DLA Piper represented Qualcomm Incorporated in its joint venture with TDK Corporation to enable delivery of radio frequency front-end (RFFE) modules and RF filters into fully integrated systems for mobile devices and fast-growing business segments.
The joint venture, to be called RF360 Holdings Singapore Pte. Ltd. (RF360 Holdings), will draw upon TDK's capabilities in micro-acoustic RF filtering, packaging and module integration technologies and Qualcomm's expertise in advanced wireless technologies to serve customers with leading-edge RF solutions into fully integrated systems. This will enable Qualcomm to accelerate its strategy to provide original equipment manufacturers across its business segments with fully integrated systems that will enable them to delivery at scale and on a quicker timeframe.
The agreement is contingent upon regulatory approvals and other closing conditions and is expected to close by early 2017. Qualcomm and TDK also plan to expand their collaboration around key technology fields, including sensors and wireless charging.
RF360 Holdings will initially be owned 51 percent by Qualcomm Global Trading PTE. Ltd. (QGT) and 49 percent by EPCOS AG, a wholly-owned subsidiary of TDK (EPCOS). As part of their agreement, filter and module design and manufacturing assets, plus related patents, will be carved out from TDK and its subsidiaries and be largely acquired by RF360 Holdings, with certain assets being acquired directly by Qualcomm affiliates. QGT has an option to acquire (and EPCOS has an option to sell) the remaining interest in the joint venture 30 months after the closing date.
Giving effect to the payments to be made at the closing, additional future payments to TDK based on sales by the joint venture of RF filter functions, as well as Qualcomm and TDK’s joint collaboration efforts, and assuming QGT’s exercise of its option to acquire EPCOS’ interest in the joint venture, the aggregate transaction value is expected to be approximately $3 billion US dollars.

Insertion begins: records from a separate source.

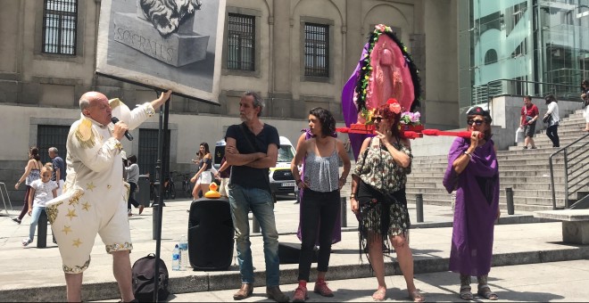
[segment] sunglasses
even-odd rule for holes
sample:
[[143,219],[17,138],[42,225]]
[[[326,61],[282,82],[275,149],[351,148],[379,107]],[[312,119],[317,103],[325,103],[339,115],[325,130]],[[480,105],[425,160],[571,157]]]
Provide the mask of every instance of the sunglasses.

The DLA Piper team representing Qualcomm was led by Jeff Baglio, Mark Lehberg and Jon Olsen (San Diego). Given the nature of the transaction, the team included DLA Piper lawyers in 10 countries. In particular, the deal leads were supported by Benjamin Parameswaran and Isaschar Nicolaysen (Hamburg) on German corporate matters, Kamla Topsey (San Diego) and Burkhard Führmeyer (Frankfurt) on intellectual property matters, Alison Maxwell (Seattle) and Konrad Rohde (Frankfurt) on tax matters, Gregory Manter (San Diego) on IT implementation matters and Ute Krudewagen and Lily Zheng (Silicon Valley) on employment and employee benefits matters.